Saint Simon StockThis great saint and favored son of Mary has been already made familiar to our readers, since he was the privileged one through whom our Blessed Mother bequeathed to us the holy Scapular, His early life was that of a hermit. His biographers tell us that he passed his youthful days in the trunk of an oak tree. In the natural order that giant of the forest gives us the diminutive acorn; in Saint Simon the order is reversed, and we behold a giant in holiness. The historic English oak in which was hidden the Magna charta, the famous document which gave temporal rights to a nation, bears somewhat of a similarity to this other venerable oak tree “rich in humility’s flower” which lodged the saintly Englishman who was to be the heavenly appointed means of giving to his Order and the universal Church the great privileges of the Brown Scapular.

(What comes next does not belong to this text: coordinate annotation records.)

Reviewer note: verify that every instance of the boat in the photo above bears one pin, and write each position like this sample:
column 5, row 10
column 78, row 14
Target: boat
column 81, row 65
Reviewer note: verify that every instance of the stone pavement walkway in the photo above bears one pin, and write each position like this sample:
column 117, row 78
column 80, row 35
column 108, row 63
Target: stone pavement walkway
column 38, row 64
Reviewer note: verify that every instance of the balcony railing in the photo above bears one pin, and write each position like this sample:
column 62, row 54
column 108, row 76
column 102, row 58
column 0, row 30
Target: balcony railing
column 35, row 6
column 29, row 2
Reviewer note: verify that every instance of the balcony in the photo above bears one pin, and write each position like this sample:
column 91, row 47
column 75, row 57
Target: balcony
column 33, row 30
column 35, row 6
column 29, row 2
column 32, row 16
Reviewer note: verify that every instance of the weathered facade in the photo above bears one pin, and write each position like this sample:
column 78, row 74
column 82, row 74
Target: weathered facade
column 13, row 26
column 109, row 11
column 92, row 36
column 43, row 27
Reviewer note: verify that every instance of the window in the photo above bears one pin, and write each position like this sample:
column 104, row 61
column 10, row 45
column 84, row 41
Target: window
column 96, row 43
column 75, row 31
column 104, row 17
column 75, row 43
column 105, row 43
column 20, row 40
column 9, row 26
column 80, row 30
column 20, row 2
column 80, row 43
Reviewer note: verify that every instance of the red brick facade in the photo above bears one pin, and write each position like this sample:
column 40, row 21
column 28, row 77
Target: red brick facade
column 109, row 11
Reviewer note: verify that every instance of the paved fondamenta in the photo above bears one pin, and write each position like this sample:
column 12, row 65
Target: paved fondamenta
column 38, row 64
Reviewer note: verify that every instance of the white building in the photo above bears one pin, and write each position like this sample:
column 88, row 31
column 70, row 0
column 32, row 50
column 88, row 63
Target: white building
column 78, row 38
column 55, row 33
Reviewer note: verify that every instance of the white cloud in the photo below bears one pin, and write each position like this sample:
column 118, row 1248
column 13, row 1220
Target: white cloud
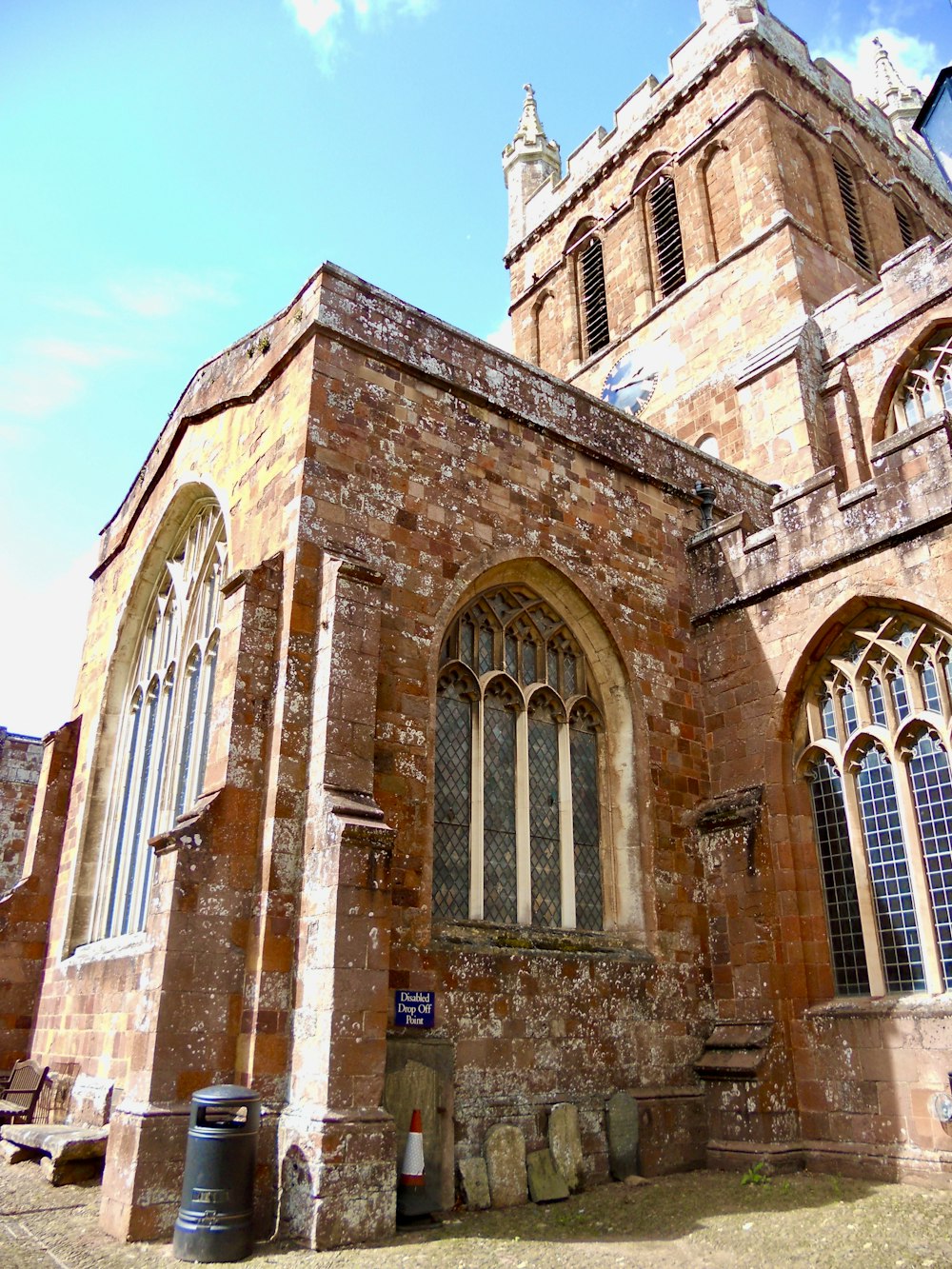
column 326, row 19
column 41, row 651
column 163, row 293
column 502, row 336
column 916, row 60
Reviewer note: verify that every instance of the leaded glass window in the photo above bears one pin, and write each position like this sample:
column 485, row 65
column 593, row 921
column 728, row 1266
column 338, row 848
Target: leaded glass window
column 166, row 730
column 517, row 812
column 883, row 804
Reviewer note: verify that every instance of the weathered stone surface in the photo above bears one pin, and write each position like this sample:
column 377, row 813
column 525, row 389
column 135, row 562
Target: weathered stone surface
column 623, row 1115
column 546, row 1183
column 61, row 1141
column 475, row 1181
column 506, row 1164
column 13, row 1154
column 69, row 1172
column 565, row 1142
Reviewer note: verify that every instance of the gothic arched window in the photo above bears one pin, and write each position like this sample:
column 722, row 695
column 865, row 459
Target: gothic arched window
column 517, row 815
column 849, row 197
column 927, row 386
column 879, row 721
column 166, row 724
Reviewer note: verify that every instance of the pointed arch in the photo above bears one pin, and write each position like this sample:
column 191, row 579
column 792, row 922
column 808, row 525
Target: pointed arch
column 543, row 839
column 156, row 724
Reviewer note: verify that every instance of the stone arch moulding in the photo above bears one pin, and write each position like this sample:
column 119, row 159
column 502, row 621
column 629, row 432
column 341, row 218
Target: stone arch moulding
column 794, row 683
column 627, row 876
column 883, row 422
column 183, row 506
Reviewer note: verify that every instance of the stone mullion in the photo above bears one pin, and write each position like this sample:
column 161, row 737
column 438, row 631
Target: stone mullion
column 333, row 1139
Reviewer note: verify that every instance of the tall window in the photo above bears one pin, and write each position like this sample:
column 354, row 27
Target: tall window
column 166, row 724
column 851, row 207
column 590, row 281
column 517, row 816
column 927, row 386
column 878, row 763
column 669, row 248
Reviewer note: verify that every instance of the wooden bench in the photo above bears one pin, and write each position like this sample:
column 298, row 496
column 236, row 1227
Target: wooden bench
column 67, row 1153
column 21, row 1096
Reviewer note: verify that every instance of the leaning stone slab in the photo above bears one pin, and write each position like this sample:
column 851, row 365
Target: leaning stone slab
column 565, row 1142
column 623, row 1136
column 505, row 1151
column 475, row 1178
column 61, row 1141
column 69, row 1172
column 13, row 1154
column 546, row 1183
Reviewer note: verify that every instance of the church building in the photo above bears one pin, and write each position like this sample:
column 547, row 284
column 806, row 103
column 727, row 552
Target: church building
column 598, row 696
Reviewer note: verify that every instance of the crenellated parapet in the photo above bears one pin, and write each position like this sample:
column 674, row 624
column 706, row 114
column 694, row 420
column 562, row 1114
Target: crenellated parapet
column 727, row 28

The details of his life we shall leave for a more lengthy sketch in some future number of The Review, suffice it to say that he was appointed Superior-General of the Order of Carmel. It was his lot to witness stormy days in his native land. He saw his Order threatened with destruction, but his courage failed not. He knew too well that his Blessed Mother would protect her brethren. Then it was that he composed, and often fervently repeated, that beautiful prayer Flos Carmeli, Flower of Carmel. On that memorable day, the 16th of July, 1251, the Queen of heaven came to him with the holy Scapular, and addressed him in those consoling words,

“Receive, most beloved son, the Scapular of thy Order, a sign of my confraternity, a privilege both to thee and to all Carmelites.” Saint Simon had seen the vine of Carmel transplanted from the hallowed soil of Palestine, and now saw it firmly rooted in the land which was “Mary’s Dowry.” Before his happy death the saint beheld the vine of his order spreading its branches throughout the European continent. At his death he left 7,000 flourishing monasteries with a total membership of 180,000. His spiritual children modeled their lives after that of their father. They were, so to speak, new blossoms on the old but fruitful tree on the mount. It rejoiced the heart of Saint Simon to behold his disciples like so many

“May flowers blooming around him
Fragrant, filling the air with a
Strange and wonderful sweetness.”

The saint died at Bordeaux and was buried there. His last words were “Ave Maria!” About twenty-two years ago a large portion of the relics of the saint were transferred to the Carmelite church in London. It was an occasion of great festivity. The ceremonies were presided over by the late Cardinal Manning.

The practical advice for the Feast of Saint Simon, which occurs on May 16th is designated on the calendar of the League of the Sacred Heart, viz: “Wear the Scapular.”

– text taken from the article “Flowers of Carmel” in the May 1893 edition of The Carmelite Review magazine, authored by P.A.B.